Trying to unpack this. Please confirm and/or correct the sequence of events I'm listing below.
1. You receive a paper invoice for medical services in the US Mail.
2. This paper invoice directs you to a website where you are told you can pay the medical bill.
3. The website, is, in fact, a payment portal for the medical provider you visited? Is this correct? Or is it uncertain?
4. The following might be very important. You said when the payment website asked your husband to download an app to enter the credit card information your husband stopped the process. However, at the start of the process, before the website wanted you to download the credit card payment app, did your husband enter any information, like his name, address, phone number, email address?
If so, this means that website has your husband's personal information but not his credit card information.
5. You call the bank and report the incident.
6. A couple of days later you get a call from social services saying they attempted to visit you. Did you ask what day and time those alleged visits occurred? It would be interesting to see if their visits match up with the times you were, in fact, not at home.
7. Social services said they were checking in on you because someone reported an identity theft involving your husband and even went into detail saying it involved the payment of a medical bill. The only entity that knows about a possible identity theft is your bank and your husband's golf buddy, but both deny calling social services. Is there anyone else that might possibly know about this incident?
At this point it can be assumed the only way that social services can connect your husband with an attempted identity theft involving a medical bill is if:
a.) the bank told them, but bank denies this.
b.) the golf buddy told them, but he denies this.
c.) you told someone else, who told social services
d.) the payment portal website told social services. (This raises red flags.)

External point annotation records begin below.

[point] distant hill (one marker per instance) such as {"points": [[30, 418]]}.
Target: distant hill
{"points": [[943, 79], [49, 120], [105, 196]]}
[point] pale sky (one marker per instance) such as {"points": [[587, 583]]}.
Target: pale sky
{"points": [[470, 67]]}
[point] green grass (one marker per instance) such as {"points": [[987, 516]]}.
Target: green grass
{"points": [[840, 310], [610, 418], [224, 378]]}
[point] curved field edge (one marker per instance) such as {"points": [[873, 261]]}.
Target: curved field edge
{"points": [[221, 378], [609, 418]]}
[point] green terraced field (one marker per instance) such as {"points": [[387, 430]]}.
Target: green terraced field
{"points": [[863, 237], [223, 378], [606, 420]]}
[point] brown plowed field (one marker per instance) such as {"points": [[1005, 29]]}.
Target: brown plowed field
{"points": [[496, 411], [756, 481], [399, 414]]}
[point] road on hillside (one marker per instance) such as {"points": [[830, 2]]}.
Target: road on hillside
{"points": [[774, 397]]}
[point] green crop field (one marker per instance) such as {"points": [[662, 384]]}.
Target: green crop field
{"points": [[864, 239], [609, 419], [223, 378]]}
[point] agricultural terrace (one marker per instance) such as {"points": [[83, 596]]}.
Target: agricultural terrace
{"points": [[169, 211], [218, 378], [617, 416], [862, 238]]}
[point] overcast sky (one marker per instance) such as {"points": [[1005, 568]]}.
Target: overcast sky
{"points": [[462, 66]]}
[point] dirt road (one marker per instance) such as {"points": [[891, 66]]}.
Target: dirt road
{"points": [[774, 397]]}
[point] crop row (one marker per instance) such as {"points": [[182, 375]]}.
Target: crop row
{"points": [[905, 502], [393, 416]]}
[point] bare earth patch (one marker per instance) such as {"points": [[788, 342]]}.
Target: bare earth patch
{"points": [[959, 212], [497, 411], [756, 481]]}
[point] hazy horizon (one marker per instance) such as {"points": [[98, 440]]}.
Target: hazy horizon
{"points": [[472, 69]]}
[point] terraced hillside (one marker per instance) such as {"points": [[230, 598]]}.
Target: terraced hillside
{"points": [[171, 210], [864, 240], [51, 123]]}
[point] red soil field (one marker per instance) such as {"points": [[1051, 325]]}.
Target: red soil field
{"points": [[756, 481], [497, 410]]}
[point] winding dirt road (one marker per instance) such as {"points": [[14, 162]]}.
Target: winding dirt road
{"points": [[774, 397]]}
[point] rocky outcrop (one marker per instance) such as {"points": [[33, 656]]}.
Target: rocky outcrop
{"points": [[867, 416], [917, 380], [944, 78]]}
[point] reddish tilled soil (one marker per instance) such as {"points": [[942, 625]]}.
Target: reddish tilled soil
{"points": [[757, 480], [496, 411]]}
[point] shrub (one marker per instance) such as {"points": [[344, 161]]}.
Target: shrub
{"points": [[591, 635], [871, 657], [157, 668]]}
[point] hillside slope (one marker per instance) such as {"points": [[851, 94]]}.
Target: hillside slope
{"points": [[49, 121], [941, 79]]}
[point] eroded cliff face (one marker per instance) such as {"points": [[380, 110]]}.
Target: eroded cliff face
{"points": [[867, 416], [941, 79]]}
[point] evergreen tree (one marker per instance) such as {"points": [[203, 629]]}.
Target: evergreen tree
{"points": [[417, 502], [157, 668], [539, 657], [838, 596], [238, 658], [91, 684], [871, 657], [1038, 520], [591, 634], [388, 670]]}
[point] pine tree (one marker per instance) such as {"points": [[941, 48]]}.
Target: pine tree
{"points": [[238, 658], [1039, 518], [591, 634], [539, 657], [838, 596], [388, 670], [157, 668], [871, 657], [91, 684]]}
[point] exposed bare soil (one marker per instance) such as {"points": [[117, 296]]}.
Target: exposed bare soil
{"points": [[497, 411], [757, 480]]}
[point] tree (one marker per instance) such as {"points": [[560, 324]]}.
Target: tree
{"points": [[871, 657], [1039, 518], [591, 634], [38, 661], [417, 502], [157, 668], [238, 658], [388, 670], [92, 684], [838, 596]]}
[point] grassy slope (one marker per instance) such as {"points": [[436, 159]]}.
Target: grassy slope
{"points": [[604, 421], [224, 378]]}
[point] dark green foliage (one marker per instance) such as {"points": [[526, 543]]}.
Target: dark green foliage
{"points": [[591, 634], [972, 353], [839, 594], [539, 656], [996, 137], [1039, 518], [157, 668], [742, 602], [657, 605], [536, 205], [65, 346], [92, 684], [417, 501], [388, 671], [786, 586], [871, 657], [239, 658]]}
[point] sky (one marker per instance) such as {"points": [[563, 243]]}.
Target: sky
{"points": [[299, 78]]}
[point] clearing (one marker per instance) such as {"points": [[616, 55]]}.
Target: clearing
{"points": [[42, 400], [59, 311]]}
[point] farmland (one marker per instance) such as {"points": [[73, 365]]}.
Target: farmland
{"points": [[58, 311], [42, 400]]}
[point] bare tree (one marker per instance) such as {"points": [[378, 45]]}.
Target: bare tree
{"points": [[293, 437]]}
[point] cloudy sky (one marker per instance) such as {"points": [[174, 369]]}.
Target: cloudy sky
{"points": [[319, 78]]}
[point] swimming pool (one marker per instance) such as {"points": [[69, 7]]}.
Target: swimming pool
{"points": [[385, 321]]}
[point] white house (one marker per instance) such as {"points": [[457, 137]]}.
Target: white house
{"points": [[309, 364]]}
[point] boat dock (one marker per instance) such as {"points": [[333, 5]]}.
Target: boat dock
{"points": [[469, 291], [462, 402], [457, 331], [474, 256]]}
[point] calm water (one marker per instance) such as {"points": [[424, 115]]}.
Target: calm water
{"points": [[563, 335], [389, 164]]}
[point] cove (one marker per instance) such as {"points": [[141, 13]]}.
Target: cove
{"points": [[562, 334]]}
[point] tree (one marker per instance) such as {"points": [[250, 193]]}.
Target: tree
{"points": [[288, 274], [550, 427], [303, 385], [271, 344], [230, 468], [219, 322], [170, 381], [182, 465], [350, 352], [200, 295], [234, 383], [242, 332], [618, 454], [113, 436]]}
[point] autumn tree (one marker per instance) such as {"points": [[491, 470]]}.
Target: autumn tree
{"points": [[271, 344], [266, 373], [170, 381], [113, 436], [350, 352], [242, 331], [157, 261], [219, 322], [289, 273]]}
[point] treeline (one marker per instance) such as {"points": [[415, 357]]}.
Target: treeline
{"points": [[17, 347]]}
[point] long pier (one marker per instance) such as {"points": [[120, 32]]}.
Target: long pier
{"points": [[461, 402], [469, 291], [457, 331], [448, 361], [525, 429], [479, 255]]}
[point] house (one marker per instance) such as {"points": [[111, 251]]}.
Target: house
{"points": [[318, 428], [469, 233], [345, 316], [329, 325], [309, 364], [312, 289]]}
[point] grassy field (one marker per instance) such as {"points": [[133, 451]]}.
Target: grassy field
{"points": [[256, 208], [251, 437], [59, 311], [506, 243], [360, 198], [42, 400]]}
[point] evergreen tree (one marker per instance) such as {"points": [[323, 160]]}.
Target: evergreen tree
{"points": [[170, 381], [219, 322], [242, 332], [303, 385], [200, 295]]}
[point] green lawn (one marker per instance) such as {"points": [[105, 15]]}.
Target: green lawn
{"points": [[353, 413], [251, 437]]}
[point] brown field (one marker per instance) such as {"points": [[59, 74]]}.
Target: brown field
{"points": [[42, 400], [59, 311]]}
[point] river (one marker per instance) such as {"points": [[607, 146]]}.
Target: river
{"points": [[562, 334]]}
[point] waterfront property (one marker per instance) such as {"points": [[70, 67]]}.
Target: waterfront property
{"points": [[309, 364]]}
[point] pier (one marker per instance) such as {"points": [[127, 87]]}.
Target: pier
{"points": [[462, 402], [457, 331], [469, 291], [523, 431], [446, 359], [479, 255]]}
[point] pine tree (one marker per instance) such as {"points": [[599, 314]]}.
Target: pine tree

e.) social services isn't really social services. Instead they are connected to the (alleged) payment portal service. This is a scary thought.
When you have your in person meeting with social services, before you answer any questions I'd start asking questions--ask them when their workers called at your house. See if those times were when you weren't at home. Ask them for the names of the people that came to your house. If they don't want to give you this information that should be a warning sign. After all, if you had been at home surely they would have given you a business card with their names or otherwise identified themselves.
Ask them again who reported to them. If they are hesitant to name names, ask them if the source of their information is an individual or an organization.